Tanja hat sich bis zur nächsten Löschung auf meinem Band verewigt. »Hallo, Hel. Wir haben in einer Woche einen neuen Kampf, dieses Mal gegen … Miss Thunderpussy.« Sie muss lachen, und auch ich grinse. Warum können sich die Kämpfer nicht Namen aussuchen, die nicht nach einer schlechten Karikatur klingen? »Monsoon liegt im Krankenhaus. Er hat diverse Brüche und innere Verletzungen, aber er wird wieder. Müller ist sehr zufrieden mit dem letzten Kampf, soll ich dir ausrichten. Er hat uns eine Prämie in Höhe von zehntausend überwiesen. Star TV bringt den Bericht nächste Woche. Nimmst du es auf?« Sie macht eine kleine Pause, als erwartete sie eine Antwort von der Maschine. »Alles andere schicke ich dir wie üblich als verschlüsselte E-Mail. Schöne Woche bis dahin – und trainier fleißig. Ciao.«
Wie immer verziehe ich das Gesicht, wenn ich das italienische Wort höre.
Ciao
schickt sich in meinen Ohren für einen Italiener, der die richtige Aussprache beherrscht und aus dessenMund es authentisch klingt. Bei den meisten Deutschen dagegen hat es etwas furchtbar Gekünsteltes, etwas verzweifelt Cooles, ein bisschen Möchtegern-Südeuropa. Leider auch bei Tanja.
Ansonsten hat man mir meine Ruhe gelassen, keine weiteren Mitteilungen. Die Fernsehnachrichten von heute sind belanglos, ich wechsle in den Regionalkanal und bin auch von diesen Neuigkeiten beruhigt. Es gibt nichts, was mich belasten muss.

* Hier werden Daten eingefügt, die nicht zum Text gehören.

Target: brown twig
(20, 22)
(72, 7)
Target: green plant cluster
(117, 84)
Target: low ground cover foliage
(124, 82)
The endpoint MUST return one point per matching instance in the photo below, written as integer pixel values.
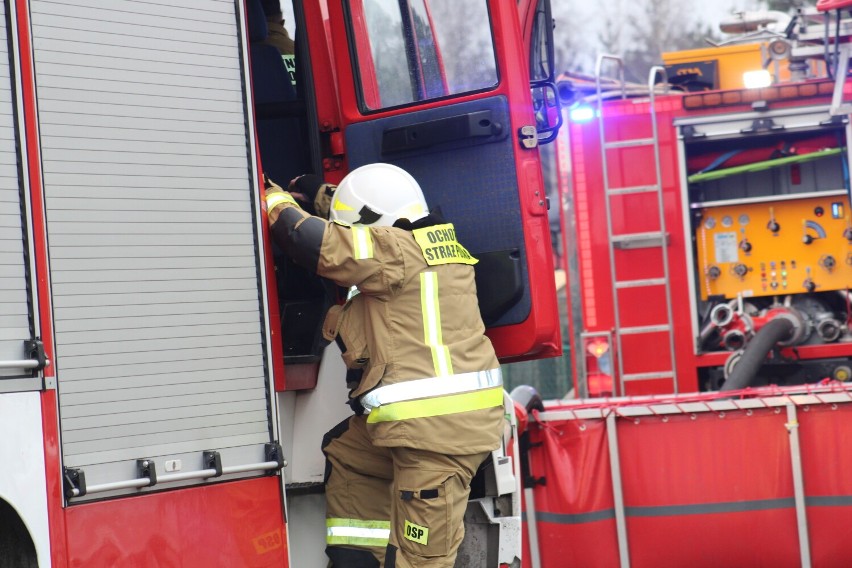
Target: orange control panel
(772, 248)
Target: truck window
(418, 50)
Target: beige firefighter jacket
(409, 320)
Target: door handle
(470, 125)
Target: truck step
(633, 189)
(648, 376)
(629, 143)
(636, 330)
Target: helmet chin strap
(367, 216)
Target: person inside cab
(278, 37)
(425, 384)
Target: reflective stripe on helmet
(432, 324)
(362, 242)
(357, 532)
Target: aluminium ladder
(626, 241)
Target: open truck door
(441, 88)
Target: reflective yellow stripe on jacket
(357, 532)
(432, 324)
(435, 396)
(362, 242)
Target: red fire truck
(714, 264)
(163, 388)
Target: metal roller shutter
(15, 304)
(152, 235)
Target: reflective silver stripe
(432, 387)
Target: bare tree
(661, 26)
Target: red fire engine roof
(825, 5)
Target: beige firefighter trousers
(423, 495)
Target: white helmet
(377, 195)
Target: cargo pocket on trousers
(423, 525)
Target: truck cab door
(441, 88)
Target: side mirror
(548, 111)
(547, 107)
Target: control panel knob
(828, 262)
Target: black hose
(745, 371)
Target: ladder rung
(629, 143)
(636, 330)
(648, 376)
(639, 283)
(635, 189)
(640, 240)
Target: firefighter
(424, 381)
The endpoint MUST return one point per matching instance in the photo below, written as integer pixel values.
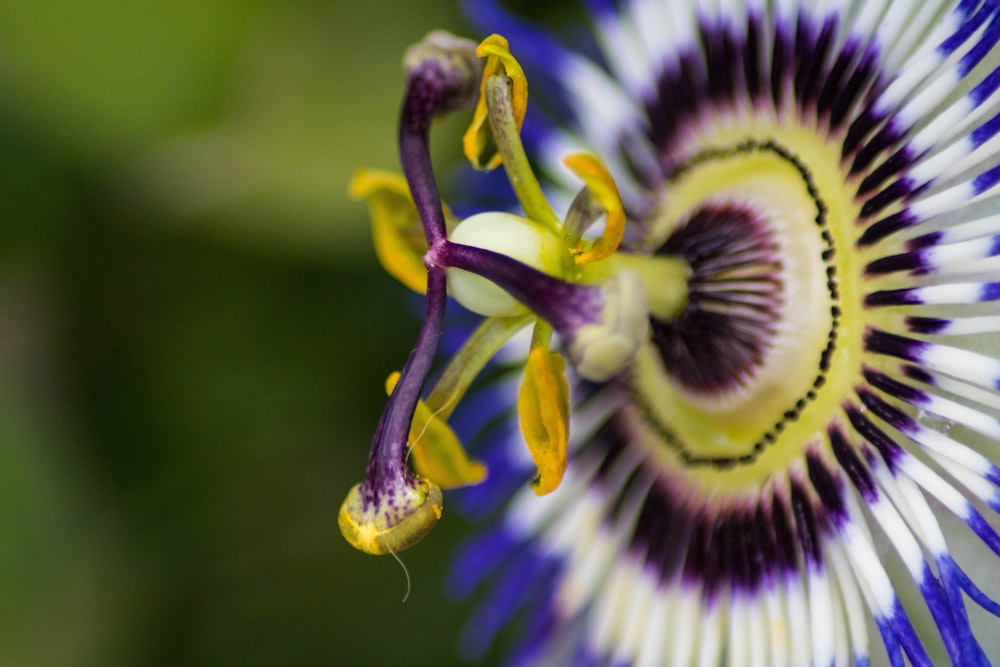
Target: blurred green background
(194, 334)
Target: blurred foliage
(194, 334)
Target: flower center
(737, 381)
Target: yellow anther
(478, 143)
(543, 411)
(396, 229)
(436, 451)
(591, 170)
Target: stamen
(503, 100)
(394, 221)
(543, 410)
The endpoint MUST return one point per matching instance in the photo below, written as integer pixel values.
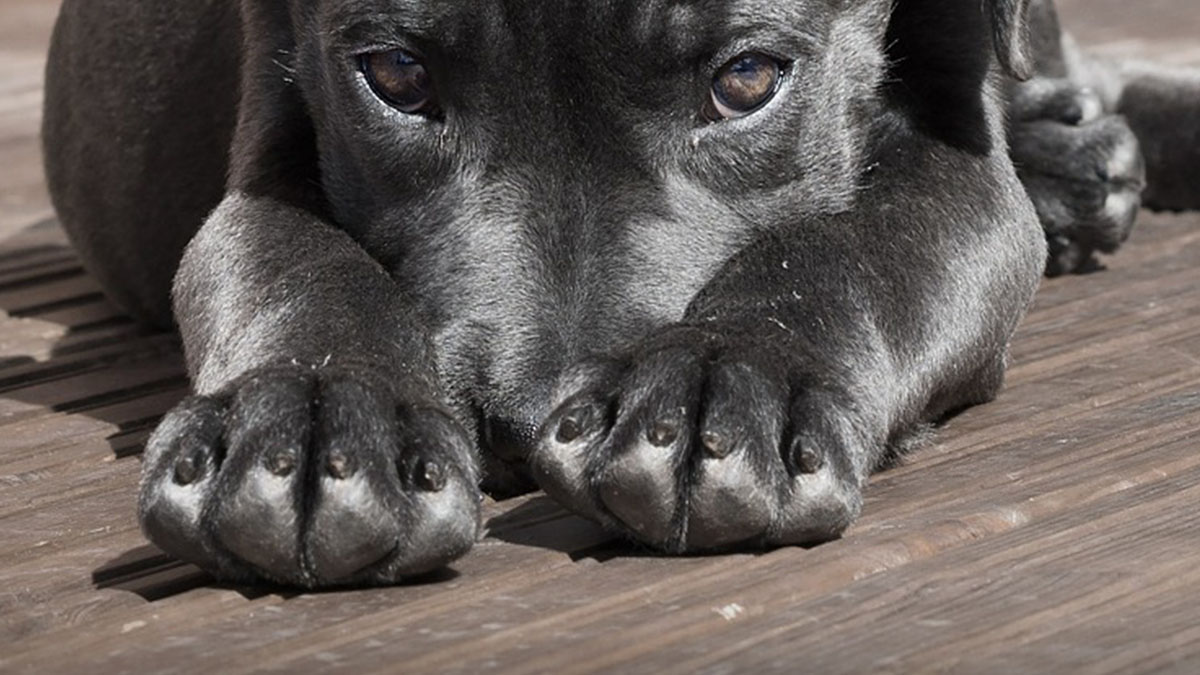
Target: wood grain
(1053, 530)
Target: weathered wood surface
(1054, 530)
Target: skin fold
(695, 269)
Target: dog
(693, 268)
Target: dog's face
(555, 177)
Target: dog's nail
(664, 432)
(430, 476)
(718, 444)
(573, 425)
(282, 464)
(187, 469)
(340, 466)
(805, 458)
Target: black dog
(695, 267)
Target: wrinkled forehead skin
(569, 75)
(479, 28)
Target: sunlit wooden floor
(1055, 530)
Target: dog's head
(551, 177)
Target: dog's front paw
(1083, 169)
(312, 478)
(696, 442)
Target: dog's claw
(718, 444)
(664, 432)
(187, 470)
(805, 458)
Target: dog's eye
(400, 79)
(743, 85)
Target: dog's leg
(1090, 135)
(318, 449)
(1162, 106)
(810, 356)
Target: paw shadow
(75, 371)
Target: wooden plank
(1053, 530)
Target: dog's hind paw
(312, 478)
(695, 443)
(1083, 169)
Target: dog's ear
(1011, 34)
(940, 61)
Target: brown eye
(743, 85)
(400, 79)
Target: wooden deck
(1056, 530)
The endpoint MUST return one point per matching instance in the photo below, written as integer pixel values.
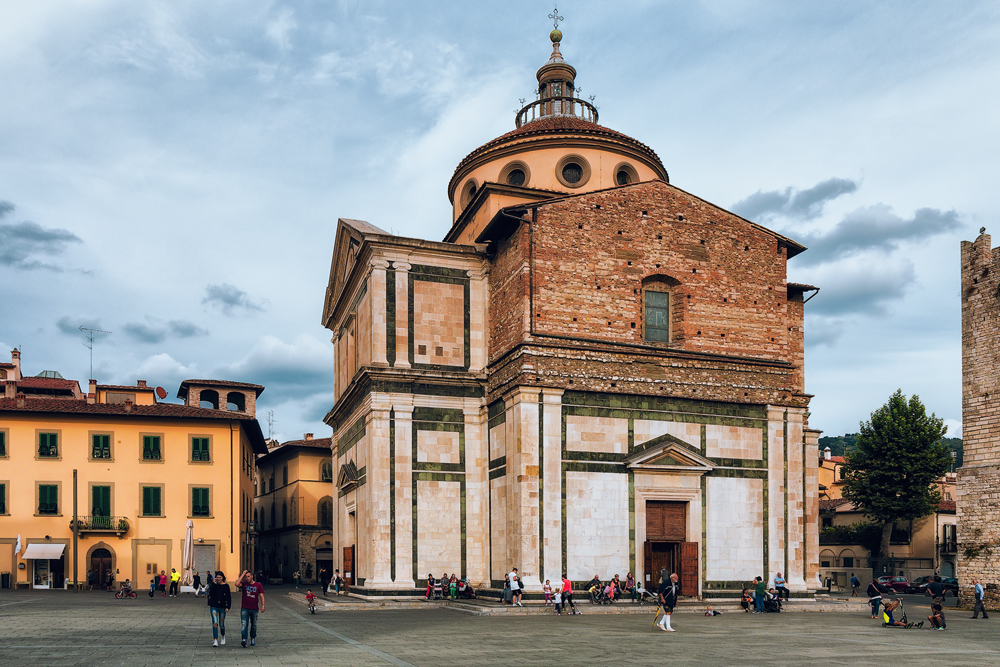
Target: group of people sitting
(612, 590)
(451, 587)
(759, 599)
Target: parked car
(898, 584)
(919, 585)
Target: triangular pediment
(668, 453)
(348, 476)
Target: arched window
(324, 512)
(657, 308)
(209, 399)
(236, 401)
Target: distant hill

Nach dem Kaffee und einer Scheibe Toastbrot mit etwas Butter ziehe ich mich an. Die Seide verschwindet unter der langen schwarzen Hose einer exklusiven Modemarke, deren Preise nicht unter dreihundert Euro beginnen. Zu Recht. Ich habe in meinem Leben keine besseren Hosen als diese getragen. Für meinen hellbraunen Vikunja-Pullover, der sich an mich schmiegt, kaufen sich andere Menschen ein halbes Jahr lang ihr Essen, doch ich brauche das sinnliche Gefühl auf der geschundenen Haut. Es war nicht leicht, ihn aufzutreiben, denn ein südamerikanisches Vikunja-Kamel bringt bei einer Schur gerade einmal zweihundert Gramm Wolle auf die Waage. Die Exportmenge ist streng limitiert.